Thought I posted this but apparently not:
http://exrocketman.blogspot.com/2012/08/third-x-51a-scramjet-test-not-successful.html
"Back about 1980, a technology-demonstrator flight test vehicle called ASALM-PTV accidentally accelerated to Mach 6 at 20,000 feet on its very first flight test. This was due to a fuel control “failure” that was nothing but a stupid assembly error, there was nothing really wrong with the design. It was only designed to cruise at Mach 4, and to power-dive at Mach 5. The other 6 flights were perfect.

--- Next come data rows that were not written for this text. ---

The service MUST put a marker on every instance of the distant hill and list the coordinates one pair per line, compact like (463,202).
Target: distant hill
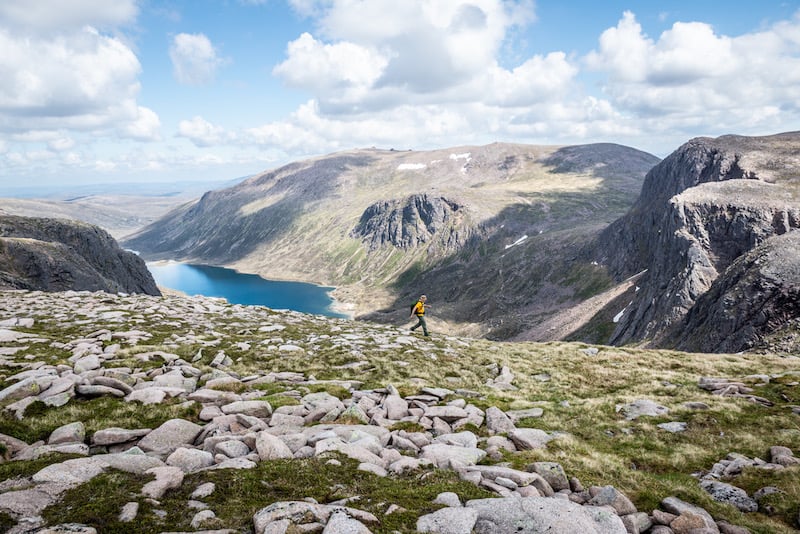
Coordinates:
(59,255)
(120,209)
(490,233)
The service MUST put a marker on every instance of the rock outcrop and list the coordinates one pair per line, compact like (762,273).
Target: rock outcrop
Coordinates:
(59,255)
(493,228)
(710,202)
(757,297)
(411,222)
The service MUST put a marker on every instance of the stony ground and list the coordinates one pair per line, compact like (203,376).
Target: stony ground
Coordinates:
(164,414)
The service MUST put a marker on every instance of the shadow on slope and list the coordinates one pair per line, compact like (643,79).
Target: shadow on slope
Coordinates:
(227,225)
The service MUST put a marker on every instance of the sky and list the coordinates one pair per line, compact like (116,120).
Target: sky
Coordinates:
(93,91)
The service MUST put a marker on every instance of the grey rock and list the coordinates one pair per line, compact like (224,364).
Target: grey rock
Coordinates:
(297,511)
(341,523)
(71,472)
(167,477)
(448,498)
(129,512)
(190,460)
(68,528)
(253,408)
(396,407)
(113,435)
(673,426)
(98,391)
(441,454)
(642,407)
(26,388)
(59,255)
(130,461)
(69,433)
(112,383)
(270,447)
(553,473)
(372,468)
(446,413)
(201,517)
(204,490)
(232,448)
(150,395)
(726,493)
(529,438)
(212,396)
(678,507)
(517,415)
(449,521)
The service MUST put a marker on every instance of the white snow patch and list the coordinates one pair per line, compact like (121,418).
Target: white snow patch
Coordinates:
(411,166)
(618,316)
(517,242)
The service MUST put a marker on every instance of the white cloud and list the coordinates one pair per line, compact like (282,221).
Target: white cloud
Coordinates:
(408,49)
(201,132)
(144,126)
(690,76)
(329,67)
(194,59)
(61,143)
(48,16)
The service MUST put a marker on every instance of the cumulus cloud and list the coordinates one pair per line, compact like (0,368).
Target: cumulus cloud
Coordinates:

Its design mission was as a cruise missile effectively invulnerable to defense: subsonic launch, supersonic climb to 80,000 feet (24 km), pullover and accelerate to a Mach 4 cruise, then suddenly dive at Mach 5 onto target.
ASALM was not scramjet at all, it was just an ordinary subsonic combustion ramjet, with part of its technological roots dating all the way back to World War 2. It had a supersonic inlet, a large but mild-expansion nozzle, and a dump combustor for its flame stabilization. It was fueled with RJ-5, a synthetic strongly resembling kerosene.

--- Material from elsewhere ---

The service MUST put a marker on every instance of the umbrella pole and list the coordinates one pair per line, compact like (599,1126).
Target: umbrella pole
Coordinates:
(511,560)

Unlike the two scramjets, ASALM had an “integral booster” packaged entirely within its engine, not a huge booster stage out behind, to be dropped off. The takeover Mach number with ASALM was Mach 2.5, so the booster could be much smaller in any event.
It was not a waverider, but it did fly on supersonic body lift without any wings. ASALM had a very clean, low-drag "dart" shape, which is a part of how it accidentally reached Mach 6 in that runaway test flight.
I got to work on several related technology projects associated with ASALM, and to participate in the engineering done around the booster inside that combustor. A lot of the same technology went into other ramjet engines I worked on.
The NASA X-43A guys named ASALM as the setter of the record they finally broke in 2004, but they didn't know what ASALM was, or what kind of engine it had. I guess they were just too young: ASALM was well before their time.
Opinion
USAF's design mission for that scramjet missile technology could be done easier, cheaper, and "right now" by marrying existing ICBM technology with existing ramjet cruise missile technology (like ASALM). Put your supersonic ramjet cruise missile inside a re-entry shroud, and stick that on top of an ordinary ICBM. Flight time is 17 minutes to the other side of the world, then you cruise to target in the Mach 3 to 4 range, at around 60-80,000 feet, and finally you dive onto your target at around Mach 5 to 6. If you are attacking fixed geographic coordinates, there is not time for simple inertial guidance to drift.
As I said before, simple. Easy. Cheap.
My question to USAF is: why cruise hypersonic down in the air with all that friction heat and shock loss nonsense, when you don't have to? Actually, the very same question applies to supersonic/hypersonic transport aircraft proposals, too."